From 2016 to 2019, the Emergency Medical Institute of Zagreb introduced motorcycle emergency technicians - T3 teams, specialized in high-priority cases, such as OHCA, using automated external defibrillator (AED) devices and facilitating early defibrillation during OHCA cases.32

Norway, a country that has a high percentage of bystander CRP owes it to the incorporation of DA-CPR in Emergency Medicine Core Competencies as early as 1995 and systematical implementation of BLS education in schools and adult life.33 According to a study conducted by Li et al, it has been observed that school bystander CPR training has led to a significant improvement in participants’ understanding of crucial aspects such as compression depth, compression rate, and the compression-to-artificial respiration ratio.34 The likelihood of school children sharing newly acquired information with their parents and friends highlights the potential for training student bystander CPR to have a ripple effect, ultimately leading to a greater number of individuals acquiring basic life support skills in the long term.34 The implementation of obligatory school bystander CPR training in Croatia has the potential to significantly enhance the bystander CPR rate in the country. The incorporation of telemedicine and telecardiology in the prehospital management of cardiac arrest could also represent a significant stride toward a more interconnected and responsive healthcare ecosystem with great potential for further improvements in bystander CPR rates and overall survival outcomes.35

Limitations

This was a single-center study. The UTSTEIN reporting style has changed over the past 10 years, and additional data were included in the report that were not available at the time of the study for the first few years of the observed period. The times of collapse were approximated by laymen, and it is up for discussion if cardiac arrest was recognized in time (agonal respirations mistaken for breathing), as well as if the bystander CPR was adequate.

Conclusion

In our study, the maintenance of ROSC was predictive of bystander reaction time, patient age, and bystander CPR performance.

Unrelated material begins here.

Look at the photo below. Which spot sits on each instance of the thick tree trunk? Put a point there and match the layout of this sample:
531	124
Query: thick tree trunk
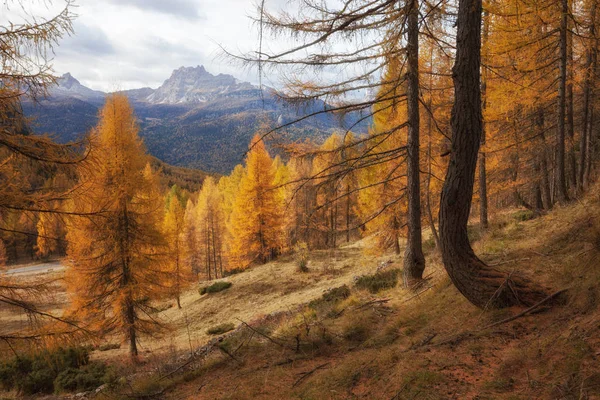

The rate of bystander CPR in Zagreb is below the European numbers, with no available data on the reasons for bystanders’ decision not to provide CPR. Dispatcher assistance has shown a significant role in increasing bystander CPR rates.

More event-related factors, such as the location and witnessed status with affiliation between the bystander and the patient, should be implemented in the OHCA survival analysis, as it was shown to influence bystander CPR.

We would like to enhance the need for a more detailed UTSTEIN reporting style, including the relationship between the bystander and the patient, and the presence of agonal breaths. In addition, the imperative lies in obligatory layman basic life support education outside the driver’s license education in Croatia.

Abbreviations

OHCA, out-of-hospital cardiac arrest; EMS, emergency medical service; CPR, cardiopulmonary resuscitation; EMT, emergency medical team; AED, automated external defibrillator; DA-CPR, dispatcher-assisted CPR; VF, ventricular fibrillation; VT, ventricular tachycardia; ROSC, return of spontaneous circulation.

Disclosure

The authors report no conflicts of interest in this work.